Personal information
- Full name: Charles A Daulphin
- Born: 15 September 1936 (age 89) Bermuda
- Batting: Right-handed
- Bowling: Right-arm medium-fast

Domestic team information
- 1971/72: Bermuda

Career statistics
| Competition | First-class |
| Matches | 3 |
| Runs scored | 59 |
| Batting average | 29.50 |
| 100s/50s | –/1 |
| Top score | 50 |
| Balls bowled | – |
| Wickets | – |
| Bowling average | – |
| 5 wickets in innings | – |
| 10 wickets in match | – |
| Best bowling | – |
| Catches/stumpings | –/– |
- Source: CricketArchive, 13 October 2011

= Charles Daulphin =

Bermudian cricketer (born 1936)

Charles Daulphin (born 15 September 1936, in Bermuda) is a former Bermudian cricketer.

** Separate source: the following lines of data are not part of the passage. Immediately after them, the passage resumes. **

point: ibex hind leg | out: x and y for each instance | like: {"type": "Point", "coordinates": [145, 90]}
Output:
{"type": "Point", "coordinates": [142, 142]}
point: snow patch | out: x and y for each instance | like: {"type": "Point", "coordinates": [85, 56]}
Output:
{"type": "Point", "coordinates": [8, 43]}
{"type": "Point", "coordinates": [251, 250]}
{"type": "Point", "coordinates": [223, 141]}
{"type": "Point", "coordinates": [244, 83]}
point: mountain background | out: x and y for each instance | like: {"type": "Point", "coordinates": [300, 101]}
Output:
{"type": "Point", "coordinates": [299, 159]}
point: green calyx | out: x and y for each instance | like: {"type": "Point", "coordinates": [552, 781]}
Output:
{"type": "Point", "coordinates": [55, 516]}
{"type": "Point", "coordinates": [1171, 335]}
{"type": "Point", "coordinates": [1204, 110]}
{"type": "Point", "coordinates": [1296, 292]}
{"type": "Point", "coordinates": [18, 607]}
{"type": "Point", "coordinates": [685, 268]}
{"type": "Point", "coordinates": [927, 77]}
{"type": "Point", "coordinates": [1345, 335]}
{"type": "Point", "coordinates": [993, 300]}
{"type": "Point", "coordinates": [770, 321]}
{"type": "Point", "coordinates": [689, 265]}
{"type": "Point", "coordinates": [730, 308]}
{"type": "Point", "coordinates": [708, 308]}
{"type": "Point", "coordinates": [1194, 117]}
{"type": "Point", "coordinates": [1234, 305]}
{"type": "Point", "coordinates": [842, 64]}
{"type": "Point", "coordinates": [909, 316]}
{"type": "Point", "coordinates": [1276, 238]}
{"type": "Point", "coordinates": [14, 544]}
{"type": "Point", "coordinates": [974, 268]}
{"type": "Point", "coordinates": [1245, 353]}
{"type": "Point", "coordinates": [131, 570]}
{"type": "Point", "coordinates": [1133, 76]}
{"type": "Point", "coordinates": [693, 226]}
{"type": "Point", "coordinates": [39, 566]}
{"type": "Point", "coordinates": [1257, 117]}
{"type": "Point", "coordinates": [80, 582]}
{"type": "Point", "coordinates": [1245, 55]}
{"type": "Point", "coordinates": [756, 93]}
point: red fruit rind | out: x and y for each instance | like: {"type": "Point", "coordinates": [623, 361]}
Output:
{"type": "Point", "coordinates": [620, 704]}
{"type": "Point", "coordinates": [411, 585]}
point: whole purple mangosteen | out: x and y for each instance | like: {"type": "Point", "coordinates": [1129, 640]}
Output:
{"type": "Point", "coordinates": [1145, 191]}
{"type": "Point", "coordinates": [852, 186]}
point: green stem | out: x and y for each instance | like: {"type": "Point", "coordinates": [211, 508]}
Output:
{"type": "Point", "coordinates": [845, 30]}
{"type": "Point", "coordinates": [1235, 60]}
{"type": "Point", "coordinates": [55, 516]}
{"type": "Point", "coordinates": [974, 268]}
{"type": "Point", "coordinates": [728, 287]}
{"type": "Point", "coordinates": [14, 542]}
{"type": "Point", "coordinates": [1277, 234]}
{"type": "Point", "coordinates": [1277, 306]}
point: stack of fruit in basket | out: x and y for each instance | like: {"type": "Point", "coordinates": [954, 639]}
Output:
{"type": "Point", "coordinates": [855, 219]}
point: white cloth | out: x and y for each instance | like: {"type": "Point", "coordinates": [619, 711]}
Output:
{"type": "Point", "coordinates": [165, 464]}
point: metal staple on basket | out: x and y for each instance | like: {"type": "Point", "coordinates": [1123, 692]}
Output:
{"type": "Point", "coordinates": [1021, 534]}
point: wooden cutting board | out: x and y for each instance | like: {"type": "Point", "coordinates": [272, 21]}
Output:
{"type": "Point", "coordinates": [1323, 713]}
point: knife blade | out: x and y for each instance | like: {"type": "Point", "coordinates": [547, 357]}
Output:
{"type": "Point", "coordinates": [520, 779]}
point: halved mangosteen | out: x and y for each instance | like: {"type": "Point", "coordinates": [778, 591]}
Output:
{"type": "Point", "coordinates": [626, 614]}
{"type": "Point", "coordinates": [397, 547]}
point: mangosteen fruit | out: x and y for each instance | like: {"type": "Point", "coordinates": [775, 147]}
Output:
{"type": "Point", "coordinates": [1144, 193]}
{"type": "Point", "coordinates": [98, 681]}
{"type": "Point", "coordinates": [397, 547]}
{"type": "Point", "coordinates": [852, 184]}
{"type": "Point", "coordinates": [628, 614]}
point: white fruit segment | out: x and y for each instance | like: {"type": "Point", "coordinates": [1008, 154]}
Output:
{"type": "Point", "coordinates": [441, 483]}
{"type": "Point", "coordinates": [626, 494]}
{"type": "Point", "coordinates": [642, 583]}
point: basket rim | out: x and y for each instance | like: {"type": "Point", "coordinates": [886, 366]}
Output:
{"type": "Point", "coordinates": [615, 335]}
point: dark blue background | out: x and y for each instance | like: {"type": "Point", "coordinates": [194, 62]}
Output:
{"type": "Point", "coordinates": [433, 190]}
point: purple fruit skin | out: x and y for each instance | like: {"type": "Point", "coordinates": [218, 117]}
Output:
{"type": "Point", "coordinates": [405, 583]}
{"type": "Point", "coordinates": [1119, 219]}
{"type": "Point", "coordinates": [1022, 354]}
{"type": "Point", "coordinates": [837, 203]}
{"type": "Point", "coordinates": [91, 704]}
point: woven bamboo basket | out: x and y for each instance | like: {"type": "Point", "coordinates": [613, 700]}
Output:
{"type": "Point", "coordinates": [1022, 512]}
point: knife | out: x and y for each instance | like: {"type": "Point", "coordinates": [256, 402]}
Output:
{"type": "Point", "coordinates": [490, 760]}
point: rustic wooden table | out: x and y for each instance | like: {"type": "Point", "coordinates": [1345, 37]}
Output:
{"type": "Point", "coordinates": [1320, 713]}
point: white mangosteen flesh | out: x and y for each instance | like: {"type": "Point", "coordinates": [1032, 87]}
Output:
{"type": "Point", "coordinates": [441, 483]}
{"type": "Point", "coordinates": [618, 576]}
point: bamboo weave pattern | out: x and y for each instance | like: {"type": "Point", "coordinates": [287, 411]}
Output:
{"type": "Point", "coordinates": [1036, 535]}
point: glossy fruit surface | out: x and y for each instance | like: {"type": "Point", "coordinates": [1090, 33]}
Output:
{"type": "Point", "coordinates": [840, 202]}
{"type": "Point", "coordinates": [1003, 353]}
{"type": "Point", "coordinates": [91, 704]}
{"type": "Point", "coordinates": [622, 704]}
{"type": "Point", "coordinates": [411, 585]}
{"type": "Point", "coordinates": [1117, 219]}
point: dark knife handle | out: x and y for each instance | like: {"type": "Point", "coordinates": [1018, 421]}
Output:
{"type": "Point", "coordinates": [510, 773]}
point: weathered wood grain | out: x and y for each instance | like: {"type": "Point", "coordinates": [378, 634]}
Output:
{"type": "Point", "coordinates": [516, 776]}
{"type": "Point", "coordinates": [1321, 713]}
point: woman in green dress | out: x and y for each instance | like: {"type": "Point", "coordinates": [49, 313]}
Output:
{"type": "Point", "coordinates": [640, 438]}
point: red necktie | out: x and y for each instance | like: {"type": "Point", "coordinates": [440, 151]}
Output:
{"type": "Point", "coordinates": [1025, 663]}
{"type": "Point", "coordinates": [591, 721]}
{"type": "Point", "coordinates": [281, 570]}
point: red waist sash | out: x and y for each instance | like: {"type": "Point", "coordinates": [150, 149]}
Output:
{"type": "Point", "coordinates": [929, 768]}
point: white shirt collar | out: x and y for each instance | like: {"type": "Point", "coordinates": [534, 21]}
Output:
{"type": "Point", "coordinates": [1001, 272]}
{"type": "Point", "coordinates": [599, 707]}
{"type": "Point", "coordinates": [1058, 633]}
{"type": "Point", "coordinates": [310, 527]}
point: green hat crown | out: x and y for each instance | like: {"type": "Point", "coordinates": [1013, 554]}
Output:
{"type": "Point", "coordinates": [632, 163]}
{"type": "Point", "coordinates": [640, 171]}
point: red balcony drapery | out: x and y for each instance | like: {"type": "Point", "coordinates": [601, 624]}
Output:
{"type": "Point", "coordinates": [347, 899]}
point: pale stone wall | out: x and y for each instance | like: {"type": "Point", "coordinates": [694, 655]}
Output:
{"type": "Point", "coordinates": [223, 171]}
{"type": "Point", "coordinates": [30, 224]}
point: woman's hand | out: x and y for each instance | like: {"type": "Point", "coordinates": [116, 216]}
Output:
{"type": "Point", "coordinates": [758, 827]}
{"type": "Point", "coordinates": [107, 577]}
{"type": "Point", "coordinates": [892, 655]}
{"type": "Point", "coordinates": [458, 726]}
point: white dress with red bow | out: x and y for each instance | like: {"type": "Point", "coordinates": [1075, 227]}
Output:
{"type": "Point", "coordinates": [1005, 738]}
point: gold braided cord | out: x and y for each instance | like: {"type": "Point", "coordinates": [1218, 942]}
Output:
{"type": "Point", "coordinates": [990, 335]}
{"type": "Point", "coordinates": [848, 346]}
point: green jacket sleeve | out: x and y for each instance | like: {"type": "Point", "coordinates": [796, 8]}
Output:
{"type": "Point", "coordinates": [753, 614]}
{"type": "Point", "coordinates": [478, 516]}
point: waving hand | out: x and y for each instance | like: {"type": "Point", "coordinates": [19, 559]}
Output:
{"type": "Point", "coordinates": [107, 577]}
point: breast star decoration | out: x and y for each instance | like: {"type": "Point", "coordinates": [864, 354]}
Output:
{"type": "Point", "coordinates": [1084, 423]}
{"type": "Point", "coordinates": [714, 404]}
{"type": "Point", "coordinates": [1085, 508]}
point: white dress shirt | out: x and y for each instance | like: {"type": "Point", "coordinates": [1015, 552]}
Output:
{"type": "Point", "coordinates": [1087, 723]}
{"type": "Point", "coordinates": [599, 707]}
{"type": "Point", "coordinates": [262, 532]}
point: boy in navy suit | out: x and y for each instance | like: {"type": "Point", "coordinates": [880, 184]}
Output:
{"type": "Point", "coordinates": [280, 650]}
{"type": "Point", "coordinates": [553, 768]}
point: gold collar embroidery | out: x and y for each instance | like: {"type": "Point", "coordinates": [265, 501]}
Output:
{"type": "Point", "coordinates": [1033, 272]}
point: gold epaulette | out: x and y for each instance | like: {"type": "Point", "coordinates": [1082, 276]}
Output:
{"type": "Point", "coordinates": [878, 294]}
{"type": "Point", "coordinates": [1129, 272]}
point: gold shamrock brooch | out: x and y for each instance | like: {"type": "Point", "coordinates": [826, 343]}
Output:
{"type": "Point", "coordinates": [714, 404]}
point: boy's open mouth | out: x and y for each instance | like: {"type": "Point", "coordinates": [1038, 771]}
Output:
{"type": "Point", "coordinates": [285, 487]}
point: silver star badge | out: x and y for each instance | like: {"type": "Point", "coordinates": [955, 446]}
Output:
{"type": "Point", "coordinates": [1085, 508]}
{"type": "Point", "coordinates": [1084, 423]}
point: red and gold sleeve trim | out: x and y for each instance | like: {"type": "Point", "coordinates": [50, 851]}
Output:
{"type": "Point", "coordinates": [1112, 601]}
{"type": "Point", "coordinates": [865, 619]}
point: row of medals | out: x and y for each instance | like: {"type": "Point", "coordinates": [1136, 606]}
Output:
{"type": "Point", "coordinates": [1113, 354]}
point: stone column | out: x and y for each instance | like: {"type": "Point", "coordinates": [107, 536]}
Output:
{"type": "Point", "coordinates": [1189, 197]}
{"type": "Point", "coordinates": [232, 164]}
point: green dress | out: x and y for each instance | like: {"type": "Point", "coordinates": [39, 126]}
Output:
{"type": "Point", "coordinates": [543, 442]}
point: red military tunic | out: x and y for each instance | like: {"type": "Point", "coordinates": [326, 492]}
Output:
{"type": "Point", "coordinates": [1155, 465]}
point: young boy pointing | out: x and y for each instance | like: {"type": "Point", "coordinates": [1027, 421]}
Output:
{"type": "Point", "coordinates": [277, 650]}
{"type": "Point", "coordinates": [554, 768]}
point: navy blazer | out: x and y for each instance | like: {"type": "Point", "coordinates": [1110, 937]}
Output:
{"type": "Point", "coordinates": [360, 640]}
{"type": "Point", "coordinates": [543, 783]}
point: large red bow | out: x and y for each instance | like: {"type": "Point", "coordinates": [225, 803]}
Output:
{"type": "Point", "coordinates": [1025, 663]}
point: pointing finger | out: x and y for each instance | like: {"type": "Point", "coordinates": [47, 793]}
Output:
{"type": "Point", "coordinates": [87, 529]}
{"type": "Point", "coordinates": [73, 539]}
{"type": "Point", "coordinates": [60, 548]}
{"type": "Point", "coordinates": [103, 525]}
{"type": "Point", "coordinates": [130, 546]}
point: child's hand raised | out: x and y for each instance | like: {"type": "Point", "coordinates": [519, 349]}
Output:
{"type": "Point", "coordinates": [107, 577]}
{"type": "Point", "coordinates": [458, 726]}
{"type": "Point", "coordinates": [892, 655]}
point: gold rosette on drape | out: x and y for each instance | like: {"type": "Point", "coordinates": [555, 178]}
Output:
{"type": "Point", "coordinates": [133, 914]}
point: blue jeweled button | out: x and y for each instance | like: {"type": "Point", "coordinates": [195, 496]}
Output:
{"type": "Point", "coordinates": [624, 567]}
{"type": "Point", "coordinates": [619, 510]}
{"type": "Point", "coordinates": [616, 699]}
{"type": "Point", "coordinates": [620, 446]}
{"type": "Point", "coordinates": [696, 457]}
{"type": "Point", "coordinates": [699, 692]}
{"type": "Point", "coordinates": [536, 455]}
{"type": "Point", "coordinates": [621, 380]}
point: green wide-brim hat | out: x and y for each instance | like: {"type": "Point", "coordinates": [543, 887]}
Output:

He was a right-handed batsman and a right-arm medium-pace bowler. He played one first-class match for Bermuda against New Zealand in 1972, scoring a half-century in Bermuda's second innings, the highest score for Bermuda in the match. This remained the only first-class half-century for Bermuda until 2004. It was also the maiden first-class match to be played by the Bermuda cricket team.